Nie zachodziła również możliwość dokonania przez Sąd odwoławczy stosownej korekty orzeczenia w zakresie ustaleń faktycznych i przyjętego opisu czynu zabronionego. Mając na uwadze, iż apelację od przedmiotowego rozstrzygnięcia złożył jedynie obrońca oskarżonego, poczynienie jakichkolwiek ustaleń na niekorzyść R. C. stałoby w oczywistej i rażącej sprzeczności z treścią art. 434 § 1 k.p.k. (art. 109 § 2 k.p.w.), statuującego zakaz pogarszania sytuacji oskarżonego. Nie ulega wątpliwości, iż zakaz reformationis in peius obejmuje także ustalenia faktyczne, a zatem Sąd odwoławczy w przypadku braku środka odwoławczego wniesionego na niekorzyść oskarżonego, nie może dokonać zmiany wyroku przez wprowadzenie do niego nowych, niekorzystnych dla oskarżonego ustaleń, choćby nawet materiał dowodowy w sposób oczywisty pozwalał na ich dokonanie, a ich pominięcie było wynikiem rażącego błędu (zob. postanowienie Sądu Najwyższego z 22.6.2006 r., IV KK 108/06, OSNwSK 2006, Nr 1, poz. 1266). Przyjęcie odmiennej wersji ewidentnie naruszałoby gwarancje procesowe związane z kierunkiem wniesionego środka odwoławczego. Stąd też w wypadku, gdy wyrok nie został zaskarżony na niekorzyść oskarżonego co do orzeczenia o winie, Sąd odwoławczy na skutek związania zakazem reformationis in peius, nie może ani dokonać nowych, niekorzystnych dla oskarżonego ustaleń faktycznych, w tym także w zakresie opisu przypisanego czynu, ani w tym celu uchylić wyroku i przekazać sprawy do ponownego rozpoznania. W takiej sytuacji, zachodzi konieczność uniewinnienia oskarżonego (por. postanowienia Sądu Najwyższego: z 26.5.2004 r. V KK 4/04, OSNKW 2004, Nr 6, poz. 66 oraz z 20.7.2005 r., I KZP 20/05, OSNKW 2005, Nr 9, poz. 76).

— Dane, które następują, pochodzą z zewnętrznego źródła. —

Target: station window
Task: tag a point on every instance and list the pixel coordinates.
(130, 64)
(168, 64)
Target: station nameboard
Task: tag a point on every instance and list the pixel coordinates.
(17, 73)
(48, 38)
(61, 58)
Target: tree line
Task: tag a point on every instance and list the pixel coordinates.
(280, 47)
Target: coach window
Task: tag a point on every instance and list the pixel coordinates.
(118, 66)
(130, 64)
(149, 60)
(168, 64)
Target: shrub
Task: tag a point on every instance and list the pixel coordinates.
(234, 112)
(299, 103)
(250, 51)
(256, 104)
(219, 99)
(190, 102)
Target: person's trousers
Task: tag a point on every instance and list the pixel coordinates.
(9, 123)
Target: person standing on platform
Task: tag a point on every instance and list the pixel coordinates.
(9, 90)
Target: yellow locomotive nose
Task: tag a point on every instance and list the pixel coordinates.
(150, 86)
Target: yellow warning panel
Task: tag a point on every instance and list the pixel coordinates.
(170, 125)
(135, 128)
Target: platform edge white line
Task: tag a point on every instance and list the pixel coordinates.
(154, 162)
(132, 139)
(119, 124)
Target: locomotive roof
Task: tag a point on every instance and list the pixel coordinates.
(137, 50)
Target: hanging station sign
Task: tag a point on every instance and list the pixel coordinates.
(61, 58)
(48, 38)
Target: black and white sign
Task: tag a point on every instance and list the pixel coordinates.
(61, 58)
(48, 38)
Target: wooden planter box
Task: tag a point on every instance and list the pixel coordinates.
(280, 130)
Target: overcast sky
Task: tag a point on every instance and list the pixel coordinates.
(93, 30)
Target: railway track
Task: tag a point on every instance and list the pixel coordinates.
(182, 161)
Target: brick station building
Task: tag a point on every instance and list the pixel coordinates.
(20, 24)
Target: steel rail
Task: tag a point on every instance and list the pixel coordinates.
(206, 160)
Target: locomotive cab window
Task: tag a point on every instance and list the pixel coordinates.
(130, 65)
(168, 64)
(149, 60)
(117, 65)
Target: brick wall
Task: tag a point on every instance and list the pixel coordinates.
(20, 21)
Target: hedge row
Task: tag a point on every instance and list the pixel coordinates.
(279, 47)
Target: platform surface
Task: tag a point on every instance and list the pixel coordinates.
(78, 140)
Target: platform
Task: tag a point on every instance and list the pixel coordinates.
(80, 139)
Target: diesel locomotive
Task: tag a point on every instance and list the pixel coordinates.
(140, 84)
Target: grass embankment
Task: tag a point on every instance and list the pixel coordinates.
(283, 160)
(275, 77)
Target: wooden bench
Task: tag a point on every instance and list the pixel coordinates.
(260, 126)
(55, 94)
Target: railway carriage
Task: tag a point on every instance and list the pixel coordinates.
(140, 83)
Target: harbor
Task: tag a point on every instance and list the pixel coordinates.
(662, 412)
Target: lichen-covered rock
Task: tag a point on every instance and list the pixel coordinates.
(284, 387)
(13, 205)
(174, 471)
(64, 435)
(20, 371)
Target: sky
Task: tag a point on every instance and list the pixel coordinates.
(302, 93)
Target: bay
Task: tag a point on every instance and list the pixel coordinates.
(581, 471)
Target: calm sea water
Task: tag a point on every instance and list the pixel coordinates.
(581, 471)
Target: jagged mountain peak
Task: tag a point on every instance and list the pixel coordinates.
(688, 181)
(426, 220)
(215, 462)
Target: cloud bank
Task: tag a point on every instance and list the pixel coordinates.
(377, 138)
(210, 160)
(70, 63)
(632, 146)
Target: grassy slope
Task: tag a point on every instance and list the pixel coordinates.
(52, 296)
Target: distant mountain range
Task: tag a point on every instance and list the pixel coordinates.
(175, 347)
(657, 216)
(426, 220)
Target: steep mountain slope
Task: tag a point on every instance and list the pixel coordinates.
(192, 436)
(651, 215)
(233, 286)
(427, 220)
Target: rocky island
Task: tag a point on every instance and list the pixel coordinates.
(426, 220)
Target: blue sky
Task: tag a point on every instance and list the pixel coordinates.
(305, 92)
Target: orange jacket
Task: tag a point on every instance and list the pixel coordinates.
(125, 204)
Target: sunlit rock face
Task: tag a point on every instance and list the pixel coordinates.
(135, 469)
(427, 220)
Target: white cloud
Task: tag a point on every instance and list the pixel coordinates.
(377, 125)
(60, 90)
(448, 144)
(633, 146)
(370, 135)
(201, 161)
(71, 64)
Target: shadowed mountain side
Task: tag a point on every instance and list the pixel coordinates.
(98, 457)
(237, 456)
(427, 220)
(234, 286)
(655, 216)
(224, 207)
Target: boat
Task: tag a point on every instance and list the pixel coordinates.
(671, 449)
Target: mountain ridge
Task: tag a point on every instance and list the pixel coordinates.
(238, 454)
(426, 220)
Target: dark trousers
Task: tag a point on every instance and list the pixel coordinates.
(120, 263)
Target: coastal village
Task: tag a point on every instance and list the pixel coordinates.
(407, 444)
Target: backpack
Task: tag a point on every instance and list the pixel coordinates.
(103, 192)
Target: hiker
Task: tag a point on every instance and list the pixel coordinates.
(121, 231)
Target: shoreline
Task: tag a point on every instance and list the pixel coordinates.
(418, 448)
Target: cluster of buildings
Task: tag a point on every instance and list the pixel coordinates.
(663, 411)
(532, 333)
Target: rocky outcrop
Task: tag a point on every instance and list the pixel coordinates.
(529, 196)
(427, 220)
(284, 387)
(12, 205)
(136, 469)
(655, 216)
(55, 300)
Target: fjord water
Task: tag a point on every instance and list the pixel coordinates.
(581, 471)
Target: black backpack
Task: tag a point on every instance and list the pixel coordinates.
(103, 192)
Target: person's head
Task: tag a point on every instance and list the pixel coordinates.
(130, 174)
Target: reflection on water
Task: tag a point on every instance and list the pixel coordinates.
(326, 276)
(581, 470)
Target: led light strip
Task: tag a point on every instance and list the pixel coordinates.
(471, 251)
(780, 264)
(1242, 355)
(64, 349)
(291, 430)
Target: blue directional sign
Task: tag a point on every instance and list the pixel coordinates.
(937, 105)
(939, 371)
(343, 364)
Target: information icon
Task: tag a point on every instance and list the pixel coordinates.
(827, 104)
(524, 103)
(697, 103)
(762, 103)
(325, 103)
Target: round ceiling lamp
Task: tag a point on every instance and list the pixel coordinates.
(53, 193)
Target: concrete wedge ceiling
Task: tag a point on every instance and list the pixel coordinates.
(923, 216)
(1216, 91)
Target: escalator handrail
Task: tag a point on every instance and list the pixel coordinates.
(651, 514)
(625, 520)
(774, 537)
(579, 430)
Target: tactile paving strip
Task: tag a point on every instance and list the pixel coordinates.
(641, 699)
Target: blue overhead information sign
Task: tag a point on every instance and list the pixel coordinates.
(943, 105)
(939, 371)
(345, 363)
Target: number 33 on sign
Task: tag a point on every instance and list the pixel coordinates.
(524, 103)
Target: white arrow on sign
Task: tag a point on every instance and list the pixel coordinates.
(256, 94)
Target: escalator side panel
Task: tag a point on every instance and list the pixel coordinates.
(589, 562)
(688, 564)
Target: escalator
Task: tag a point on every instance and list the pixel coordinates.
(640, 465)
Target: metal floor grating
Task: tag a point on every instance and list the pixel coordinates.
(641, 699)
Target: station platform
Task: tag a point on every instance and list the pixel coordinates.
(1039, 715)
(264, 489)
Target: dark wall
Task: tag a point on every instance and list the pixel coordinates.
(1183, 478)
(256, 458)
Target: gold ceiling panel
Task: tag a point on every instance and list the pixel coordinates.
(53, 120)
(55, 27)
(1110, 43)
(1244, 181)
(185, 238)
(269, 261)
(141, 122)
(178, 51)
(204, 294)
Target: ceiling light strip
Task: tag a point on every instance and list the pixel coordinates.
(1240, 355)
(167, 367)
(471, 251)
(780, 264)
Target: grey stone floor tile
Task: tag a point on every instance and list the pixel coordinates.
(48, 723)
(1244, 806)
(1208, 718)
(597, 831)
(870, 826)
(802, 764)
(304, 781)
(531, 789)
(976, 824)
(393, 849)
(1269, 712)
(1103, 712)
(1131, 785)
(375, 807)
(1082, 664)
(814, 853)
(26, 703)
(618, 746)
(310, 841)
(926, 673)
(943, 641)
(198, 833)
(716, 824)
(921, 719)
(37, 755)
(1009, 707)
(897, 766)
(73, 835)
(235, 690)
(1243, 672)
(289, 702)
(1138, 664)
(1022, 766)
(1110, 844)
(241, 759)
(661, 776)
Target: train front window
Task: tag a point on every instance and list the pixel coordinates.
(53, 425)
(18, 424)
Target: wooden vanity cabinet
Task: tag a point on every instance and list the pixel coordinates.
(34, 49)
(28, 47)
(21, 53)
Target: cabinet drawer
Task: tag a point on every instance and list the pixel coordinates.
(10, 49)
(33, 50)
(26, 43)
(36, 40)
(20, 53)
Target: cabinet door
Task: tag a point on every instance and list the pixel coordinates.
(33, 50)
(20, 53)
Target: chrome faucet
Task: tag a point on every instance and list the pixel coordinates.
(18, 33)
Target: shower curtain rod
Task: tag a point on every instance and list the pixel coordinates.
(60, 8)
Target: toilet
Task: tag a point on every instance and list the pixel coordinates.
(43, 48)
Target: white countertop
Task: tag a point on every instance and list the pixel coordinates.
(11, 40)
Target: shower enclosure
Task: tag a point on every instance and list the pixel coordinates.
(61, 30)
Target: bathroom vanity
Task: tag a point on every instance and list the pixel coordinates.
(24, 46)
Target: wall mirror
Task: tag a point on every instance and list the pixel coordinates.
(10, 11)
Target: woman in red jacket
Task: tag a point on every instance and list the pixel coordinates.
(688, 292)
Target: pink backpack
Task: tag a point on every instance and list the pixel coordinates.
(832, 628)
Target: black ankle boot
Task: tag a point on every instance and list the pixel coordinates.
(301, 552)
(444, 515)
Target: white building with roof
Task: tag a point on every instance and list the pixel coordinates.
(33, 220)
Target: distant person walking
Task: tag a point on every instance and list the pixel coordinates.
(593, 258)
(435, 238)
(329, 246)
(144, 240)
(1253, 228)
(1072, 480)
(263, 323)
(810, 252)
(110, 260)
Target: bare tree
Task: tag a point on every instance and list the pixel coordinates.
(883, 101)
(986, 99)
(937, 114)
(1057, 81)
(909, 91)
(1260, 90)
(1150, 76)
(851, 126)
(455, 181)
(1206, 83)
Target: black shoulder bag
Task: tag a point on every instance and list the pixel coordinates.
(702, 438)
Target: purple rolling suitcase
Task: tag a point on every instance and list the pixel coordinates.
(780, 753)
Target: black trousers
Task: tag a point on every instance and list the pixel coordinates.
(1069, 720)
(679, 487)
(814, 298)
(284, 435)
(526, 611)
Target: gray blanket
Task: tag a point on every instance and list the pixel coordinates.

Powyższe istotne uchybienia, jakich dopuścił się Sąd meriti, stanowiły wobec tego samoistną podstawę do zmiany zaskarżonego wyroku poprzez uniewinnienie oskarżonego, gdyż w sprawie nie zostały zakwestionowane ustalenia i oceny Sądu I instancji, co do tego, że R. C. nie dopuścił się zarzucanego mu czynu w akcie oskarżenia z art. 291 § 1 k.k. Ukaranie (skazanie) zaś R. C. za przypisany mu czyn z art. 129 § 1 i 2 k.w. było niemożliwe z uwagi na brak tożsamości między czynem zarzuconym, a czynem przypisanym oskarżonemu. Brak zaś tożsamości czynów wyklucza możliwość skazania (ukarania) za czyn, który nie został objęty skargą przez uprawnionego oskarżyciela. Z tych wszystkich względów, w oparciu o powołane przepisy, Sąd odwoławczy zmienił zaskarżony wyrok w części objętej zaskarżeniem, a mianowicie wobec oskarżonego R. C. i uniewinnił tego oskarżonego od dokonania zarzucanego mu czynu.

Z uwagi na fakt, iż R. C. został uniewinniony od dokonania zarzucanego mu czynu Sąd Okręgowy, na podstawie art. 632 pkt 2 k.p.k., kosztami postępowania w sprawie, w odniesieniu do tego oskarżonego, obciążył Skarb Państwa.